Meditation for judgmental bastards like me. -Nadia Bolz-Weber
Meditation for judgmental bastards like me
“See everything, judge little, forgive much.” -Richard Rohr
I was so desperate in 2020 that I did what I thought I would never do: I started meditating. It never suited me, meditation. I could never get my mind to stop (I have a monkey mind – always moving, swinging from branch to branch, throwing feces at anything it deems threatening). So meditation always felt like an exercise in self-loathing and I failed to see how that was spiritually useful to me.
But a friend turned me onto Jeff Warren’s Meditation for Beginners on CALM and I was hooked.
My life last Fall, Winter and Spring was so predictable day to day that starting a new habit was just doable.
But then when I was fully vaccinated and told I was “free to move about the cabin”, I did. This Summer my days have been less predictable and without even realizing it, I stopped meditating.
Until this morning.
Meditation gives me the ability to observe myself in a whole new way – to know when I was riding on the monkey mind train and to pull the brakes and get off, when normally I would ride that train to the end of the line every time, without even being aware I was on it.
So yesterday I had a “meditation moment” in the middle of my day – not a moment of peace and equanimity but the opposite: I realized that I was on a monkey mind train I didn't want to be on, one I had no memory of boarding. It was the “Judging everything and everyone around me” train . But I realized that it was not the situation I was in yesterday, but my thoughts about the situation that were making me unhappy.
I don’t know about you, but I am exhausted by my own thinking - how I am always taking in what is happening and processing it through some fucked up criticism calculator to determine how far whatever is happening is from what it SHOULD be.
It is taking longer than it SHOULD for my partner to get ready to leave and now he is making us late.
I am on hold with Delta airlines longer than I SHOULD be.
The coffee I ordered SHOULD be hotter than this.
I really SHOULD try that KETO thing.
The person driving in front of me SHOULD be getting over to the right lane because they are only going 4 miles over the speed limit and I want to go 5.
Years ago when I was ranting to my friend Sara about a situation in my life in which no one was doing what they “should”, she listened patiently (even though she had heard a version of the same rant several times already) and then said, “Nadia, you’re right. About all of it. And . . . it doesn’t matter.”
WHAT? What else matters?!?
The cliche goes: you can either be happy or you can be right.

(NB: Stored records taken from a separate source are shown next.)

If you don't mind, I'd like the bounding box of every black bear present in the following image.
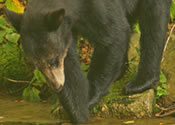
[6,0,171,123]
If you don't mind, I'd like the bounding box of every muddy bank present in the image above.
[0,92,58,124]
[162,31,175,103]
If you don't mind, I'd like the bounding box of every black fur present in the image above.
[6,0,171,123]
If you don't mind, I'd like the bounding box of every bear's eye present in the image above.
[48,57,59,68]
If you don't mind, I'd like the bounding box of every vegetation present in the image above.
[0,0,175,113]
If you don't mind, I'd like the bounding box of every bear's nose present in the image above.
[49,57,59,68]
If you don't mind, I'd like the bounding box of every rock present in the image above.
[94,89,154,118]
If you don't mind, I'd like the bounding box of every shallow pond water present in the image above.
[0,91,175,125]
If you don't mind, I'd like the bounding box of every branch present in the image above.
[5,77,30,83]
[161,24,175,62]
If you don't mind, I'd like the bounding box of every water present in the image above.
[0,93,175,125]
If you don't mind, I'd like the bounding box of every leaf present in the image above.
[5,0,25,13]
[23,86,40,102]
[0,16,8,25]
[160,71,167,83]
[0,30,5,43]
[5,33,20,43]
[34,69,46,83]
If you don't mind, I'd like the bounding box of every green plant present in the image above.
[156,71,168,99]
[170,0,175,21]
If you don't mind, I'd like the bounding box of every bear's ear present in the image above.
[4,8,23,32]
[45,9,65,31]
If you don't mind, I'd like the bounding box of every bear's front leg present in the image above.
[58,42,89,123]
[125,0,171,94]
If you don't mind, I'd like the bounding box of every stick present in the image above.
[5,78,30,83]
[161,24,175,62]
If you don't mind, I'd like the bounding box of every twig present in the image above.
[161,24,175,62]
[5,78,30,83]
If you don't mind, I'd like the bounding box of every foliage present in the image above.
[5,0,25,13]
[170,0,175,21]
[156,71,168,99]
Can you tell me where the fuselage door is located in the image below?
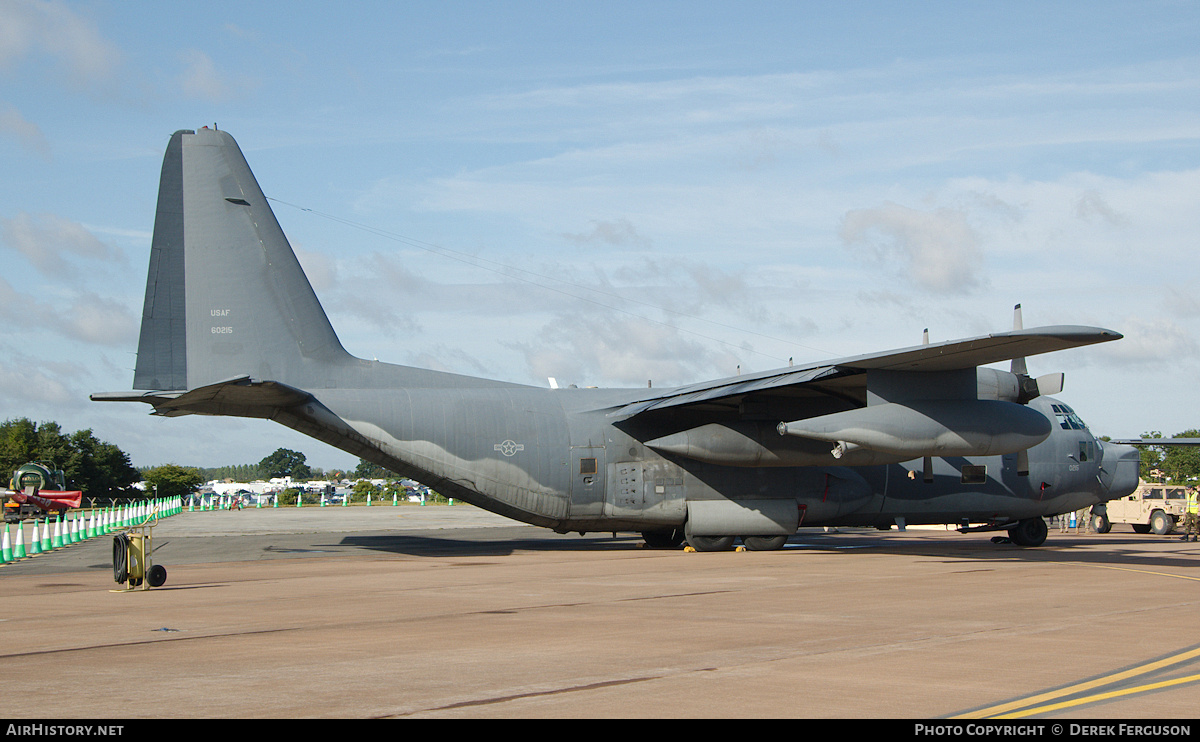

But I very much want to be both, please. Thank you.
My friend Phil led a funeral recently for a young musician in his town. There were to be several musical offerings during the service by her fellow musicians and Phil started the service with these words “Every moment of our lives offers us the possibility of judgement or healing.”
We can critique the music at our friend’s funeral, or we can just let that shit go and be healed by it.
I think about how Jesus said “consider the lilies of the field” not “critique the lilies of the field”.
Those lilies could be straighter. Whose field are those lilies in and why don’t they care enough to keep it weeded? I prefer yellow lilies and these are white. If Jesus really cared about me he would know that I am allergic to lilies.
Maybe in this next phase of life, I can manage to “see everything, judge little and forgive much” as Richard Rohr says instead of “see only what I want to, judge everything, forgive nothing”, because living in a constant place of distain for how far the distance is between how things are and how I think they “SHOULD” be is not good for my skin. Or my relationships. Or my heart.
Do you guys have any practices that help you with this? I’m gonna try and meditate regularly again.